20 Newsgroups: Feature Engineering#

User Guide:

1.1.5. Elastic-Net: “Elastic-net is useful when there are multiple features that are correlated with one another. Lasso is likely to pick one of these at random, while elastic-net is likely to pick both.” (scikit-learn 1.1.0)
- Learning curves, nur lasso_path() und enet_path(): Lasso and Elastic Net (scikit-learn 1.1.0)
1.1.6. Multi-task Elastic-Net

Reference:

sklearn.linear_model.ElasticNet
sklearn.linear_model.ElasticNetCV
sklearn.linear_model.SGDClassifier: “Implements logistic regression with elastic net penalty (SGDClassifier(loss=”log_loss”, penalty=”elasticnet”)).”

from time import time

from sklearn.datasets import fetch_20newsgroups

categories = [ "rec.autos",
    "rec.motorcycles" ]

categories1 = [
    "alt.atheism",
    "talk.religion.misc",
    "comp.graphics",
    "sci.space",
     'soc.religion.christian',
 'talk.politics.guns',
 'talk.politics.mideast',
 'talk.politics.misc',
 'talk.religion.misc'
]

data_train = fetch_20newsgroups(
    subset="train", categories=categories, shuffle=True, random_state=42,
    remove = ('headers', 'footers', 'quotes')  # hinzugefügt JB
)

data_test = fetch_20newsgroups(
    subset="test", categories=categories, shuffle=True, random_state=42,
    remove = ('headers', 'footers', 'quotes')   # hinzugefügt JB
)
def size_mb(docs):
    return sum(len(s.encode("utf-8")) for s in docs) / 1e6


data_train_size_mb = size_mb(data_train.data)
data_test_size_mb = size_mb(data_test.data)
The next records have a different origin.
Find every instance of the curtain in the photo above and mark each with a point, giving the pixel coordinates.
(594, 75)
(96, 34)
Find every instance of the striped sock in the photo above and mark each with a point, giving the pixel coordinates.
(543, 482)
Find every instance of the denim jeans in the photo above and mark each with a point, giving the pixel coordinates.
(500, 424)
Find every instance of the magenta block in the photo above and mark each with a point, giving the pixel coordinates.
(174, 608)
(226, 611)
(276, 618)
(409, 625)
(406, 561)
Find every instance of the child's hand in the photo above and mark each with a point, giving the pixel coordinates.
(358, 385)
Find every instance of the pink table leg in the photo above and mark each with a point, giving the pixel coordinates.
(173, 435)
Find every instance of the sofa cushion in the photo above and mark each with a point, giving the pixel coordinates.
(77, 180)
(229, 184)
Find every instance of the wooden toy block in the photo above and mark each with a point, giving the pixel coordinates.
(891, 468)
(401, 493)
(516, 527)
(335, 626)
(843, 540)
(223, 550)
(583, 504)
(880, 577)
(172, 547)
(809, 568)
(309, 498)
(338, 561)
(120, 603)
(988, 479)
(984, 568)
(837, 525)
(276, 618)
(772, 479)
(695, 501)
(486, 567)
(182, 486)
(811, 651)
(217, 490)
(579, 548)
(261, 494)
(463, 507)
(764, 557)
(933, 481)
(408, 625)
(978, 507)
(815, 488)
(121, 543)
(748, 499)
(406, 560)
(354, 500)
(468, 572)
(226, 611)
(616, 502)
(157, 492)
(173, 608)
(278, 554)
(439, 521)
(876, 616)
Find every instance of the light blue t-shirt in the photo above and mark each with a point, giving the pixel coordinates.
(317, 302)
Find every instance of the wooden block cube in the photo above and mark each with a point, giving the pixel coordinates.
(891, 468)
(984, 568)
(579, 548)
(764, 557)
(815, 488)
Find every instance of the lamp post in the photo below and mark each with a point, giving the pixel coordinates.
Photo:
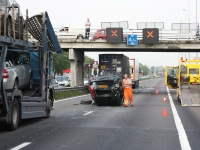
(185, 13)
(196, 24)
(185, 21)
(188, 11)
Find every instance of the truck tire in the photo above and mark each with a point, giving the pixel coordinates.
(14, 116)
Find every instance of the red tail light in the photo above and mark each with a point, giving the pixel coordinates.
(5, 73)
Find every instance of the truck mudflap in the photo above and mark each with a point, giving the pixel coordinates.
(189, 94)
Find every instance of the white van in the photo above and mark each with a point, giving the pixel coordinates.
(73, 31)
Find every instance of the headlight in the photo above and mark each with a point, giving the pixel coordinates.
(117, 85)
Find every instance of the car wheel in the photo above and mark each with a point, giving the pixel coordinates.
(9, 27)
(14, 115)
(15, 86)
(86, 102)
(98, 102)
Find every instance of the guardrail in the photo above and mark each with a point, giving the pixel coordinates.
(69, 89)
(78, 35)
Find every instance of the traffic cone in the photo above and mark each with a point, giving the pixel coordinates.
(156, 91)
(165, 112)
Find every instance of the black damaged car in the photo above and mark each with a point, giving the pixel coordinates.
(106, 88)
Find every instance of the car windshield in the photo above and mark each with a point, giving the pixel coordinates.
(60, 78)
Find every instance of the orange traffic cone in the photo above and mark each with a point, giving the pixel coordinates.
(156, 91)
(165, 112)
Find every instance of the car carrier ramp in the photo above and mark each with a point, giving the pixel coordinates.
(190, 95)
(36, 24)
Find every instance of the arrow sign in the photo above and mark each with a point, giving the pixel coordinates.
(132, 39)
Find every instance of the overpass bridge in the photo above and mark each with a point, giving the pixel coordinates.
(169, 41)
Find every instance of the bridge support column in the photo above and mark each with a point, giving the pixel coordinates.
(76, 58)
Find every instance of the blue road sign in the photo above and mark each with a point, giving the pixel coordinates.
(132, 39)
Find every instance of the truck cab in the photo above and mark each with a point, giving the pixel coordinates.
(185, 78)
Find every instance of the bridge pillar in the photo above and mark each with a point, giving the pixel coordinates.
(76, 58)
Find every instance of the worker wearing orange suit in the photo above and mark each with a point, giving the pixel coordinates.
(128, 95)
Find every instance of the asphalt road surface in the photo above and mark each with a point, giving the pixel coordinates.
(74, 126)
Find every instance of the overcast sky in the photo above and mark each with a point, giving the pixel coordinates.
(64, 12)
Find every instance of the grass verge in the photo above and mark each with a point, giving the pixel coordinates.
(60, 95)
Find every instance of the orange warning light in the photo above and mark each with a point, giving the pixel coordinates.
(150, 34)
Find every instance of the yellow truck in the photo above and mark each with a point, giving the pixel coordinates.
(185, 78)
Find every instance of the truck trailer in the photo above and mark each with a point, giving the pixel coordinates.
(113, 64)
(185, 78)
(21, 104)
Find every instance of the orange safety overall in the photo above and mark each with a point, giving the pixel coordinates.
(128, 94)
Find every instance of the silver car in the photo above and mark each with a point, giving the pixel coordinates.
(17, 72)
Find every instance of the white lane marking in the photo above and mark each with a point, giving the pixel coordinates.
(185, 145)
(87, 113)
(70, 98)
(21, 146)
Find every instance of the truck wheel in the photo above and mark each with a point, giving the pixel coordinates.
(14, 115)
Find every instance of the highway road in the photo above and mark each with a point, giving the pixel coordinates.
(75, 126)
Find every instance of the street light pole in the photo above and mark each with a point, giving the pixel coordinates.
(188, 11)
(196, 23)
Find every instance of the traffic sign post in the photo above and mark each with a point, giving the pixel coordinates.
(132, 39)
(114, 35)
(150, 36)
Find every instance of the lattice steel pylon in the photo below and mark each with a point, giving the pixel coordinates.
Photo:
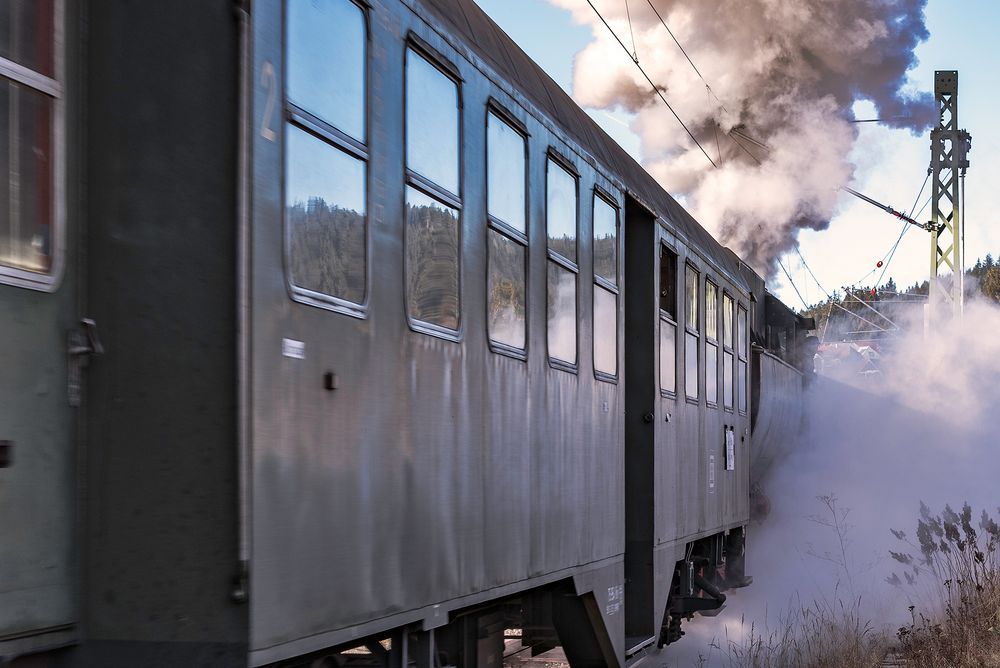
(949, 159)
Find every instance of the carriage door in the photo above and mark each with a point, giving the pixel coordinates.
(38, 310)
(640, 416)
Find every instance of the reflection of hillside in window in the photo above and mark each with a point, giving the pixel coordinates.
(605, 240)
(562, 313)
(325, 152)
(28, 137)
(506, 291)
(325, 215)
(605, 249)
(431, 260)
(327, 249)
(506, 199)
(560, 226)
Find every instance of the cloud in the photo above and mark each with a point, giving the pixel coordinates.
(786, 74)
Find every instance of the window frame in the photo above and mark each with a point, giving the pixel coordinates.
(553, 156)
(502, 114)
(338, 140)
(421, 49)
(697, 329)
(728, 347)
(665, 316)
(55, 89)
(601, 282)
(712, 341)
(742, 357)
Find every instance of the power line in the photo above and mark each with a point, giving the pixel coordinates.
(792, 283)
(655, 88)
(691, 62)
(635, 53)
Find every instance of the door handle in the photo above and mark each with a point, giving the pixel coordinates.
(82, 343)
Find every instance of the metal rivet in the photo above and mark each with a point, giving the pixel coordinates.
(330, 381)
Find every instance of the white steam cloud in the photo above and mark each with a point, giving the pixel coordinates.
(925, 429)
(783, 73)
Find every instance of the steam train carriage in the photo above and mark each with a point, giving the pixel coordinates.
(375, 339)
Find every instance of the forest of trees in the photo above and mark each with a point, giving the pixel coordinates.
(868, 311)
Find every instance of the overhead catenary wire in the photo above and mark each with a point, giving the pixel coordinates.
(655, 88)
(635, 53)
(849, 293)
(902, 233)
(792, 283)
(690, 62)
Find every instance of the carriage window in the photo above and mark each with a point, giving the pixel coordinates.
(605, 240)
(326, 62)
(29, 95)
(561, 211)
(727, 321)
(325, 214)
(506, 291)
(711, 345)
(605, 331)
(668, 316)
(507, 173)
(431, 260)
(691, 297)
(508, 243)
(560, 224)
(562, 313)
(691, 336)
(728, 306)
(433, 241)
(431, 123)
(741, 351)
(668, 354)
(668, 282)
(326, 159)
(711, 373)
(711, 310)
(605, 287)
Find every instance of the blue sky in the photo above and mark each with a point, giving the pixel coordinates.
(891, 164)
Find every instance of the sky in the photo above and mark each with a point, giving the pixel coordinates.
(890, 164)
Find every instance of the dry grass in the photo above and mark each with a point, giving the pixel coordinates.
(830, 632)
(951, 573)
(958, 625)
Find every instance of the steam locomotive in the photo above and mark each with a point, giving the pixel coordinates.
(335, 333)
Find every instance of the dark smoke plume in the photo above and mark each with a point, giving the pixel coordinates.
(784, 73)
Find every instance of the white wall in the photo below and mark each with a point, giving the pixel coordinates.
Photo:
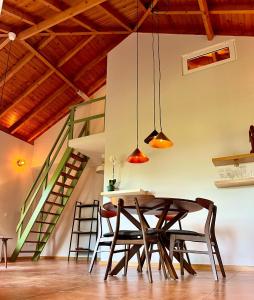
(206, 114)
(89, 186)
(14, 183)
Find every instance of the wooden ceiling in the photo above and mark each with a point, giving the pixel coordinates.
(62, 45)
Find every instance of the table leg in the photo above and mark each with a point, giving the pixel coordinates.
(133, 250)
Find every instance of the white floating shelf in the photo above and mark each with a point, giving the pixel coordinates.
(234, 182)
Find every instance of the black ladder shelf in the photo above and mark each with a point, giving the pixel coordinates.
(77, 230)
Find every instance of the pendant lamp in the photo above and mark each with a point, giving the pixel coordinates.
(137, 156)
(154, 133)
(161, 140)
print("%d documents - %0.3fMB (training set)" % (len(data_train.data), data_train_size_mb))
print("%d documents - %0.3fMB (test set)" % (len(data_test.data), data_test_size_mb))

# order of labels in `target_names` can be different from `categories`
target_names = data_train.target_names
print("%d categories:" % len(target_names), target_names)

documents - 0.776MB (training set)
documents - 0.443MB (test set)
categories: ['rec.autos', 'rec.motorcycles']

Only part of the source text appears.